More words lingered in the air between them, heavy and sharp, yet he seemed to hold his breath and did not continue, and the uncomfortable silence settled around them once more.

She wished to speak to him in violence, to blurt out nasty and awful curses, but she reined in her shivering heart.

“Moving on. Just like that,” she said at last.

“It’s too bad it ended this way,” he said, and by the way he spoke, which was almost a sigh, she knew this was the conclusion of it all.

He said nothing of her going with him, although if he’d asked, she would have said no.
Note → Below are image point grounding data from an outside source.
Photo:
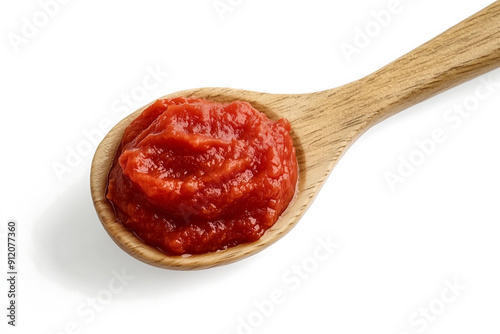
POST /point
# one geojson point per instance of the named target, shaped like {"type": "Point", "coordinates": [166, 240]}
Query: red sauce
{"type": "Point", "coordinates": [193, 176]}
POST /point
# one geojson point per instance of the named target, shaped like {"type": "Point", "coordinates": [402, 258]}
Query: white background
{"type": "Point", "coordinates": [398, 247]}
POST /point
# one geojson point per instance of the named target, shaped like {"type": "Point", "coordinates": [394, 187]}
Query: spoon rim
{"type": "Point", "coordinates": [101, 165]}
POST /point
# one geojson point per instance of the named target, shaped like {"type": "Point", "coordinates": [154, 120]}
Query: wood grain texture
{"type": "Point", "coordinates": [324, 125]}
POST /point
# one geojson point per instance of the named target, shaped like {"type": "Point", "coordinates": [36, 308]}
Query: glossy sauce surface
{"type": "Point", "coordinates": [193, 176]}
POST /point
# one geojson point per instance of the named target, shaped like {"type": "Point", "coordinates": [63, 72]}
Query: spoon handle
{"type": "Point", "coordinates": [469, 49]}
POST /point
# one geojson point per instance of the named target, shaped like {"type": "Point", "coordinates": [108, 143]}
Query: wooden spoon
{"type": "Point", "coordinates": [324, 125]}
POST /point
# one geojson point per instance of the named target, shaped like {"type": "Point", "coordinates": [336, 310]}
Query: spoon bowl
{"type": "Point", "coordinates": [324, 125]}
Down that road there were harder times and paltrier schemes. Still, it stung that he would detach himself from her with elegant indifference. She’d thought him, at times, her friend. How wrong she’d been.

“I wish you the best of luck,” she replied coolly, without meaning a single word.

“Thanks.”

She looked at the ceiling, pulled at the bedsheets, and bit her lip to keep herself from crying. Then came the creak of the door as it closed, and she was alone. Tears pricked her eyes, but she would not let them fall onto her pillow, wiping them away with the palms of her hands.

He asked Perla if he could borrow the car on Sunday, after church, to take photographs of the surroundings of Puerco Ahogado.

“After all, I need to familiarize myself with the vehicle if Fito won’t be around.”

“I suppose it’s fine,” Perla told him.

Inés tried not to stare at him, nailing her gaze to the ground. The hours seemed to crawl agonizingly slowly after that, each day lasting an eternity. She cursed him in silence for being a coward and looking for an escape, then cursed herself for ever thinking she could trust him.

Sunday came, and she sat in church next to Ulises and Perla, blind to all sights and deaf to the priest’s sermon.

This being the first Sunday of the month, Ulises left as soon as mass was over.

Then came the praying of the rosary, even though Inés could hardly mouth a word and her fingers were clumsy upon the beads.

She tapped her foot, anxious to return to the house, to see if he had really driven off in the car. At last, they exited the church, and her aunt adjusted the mantilla on her head. They walked back in silence.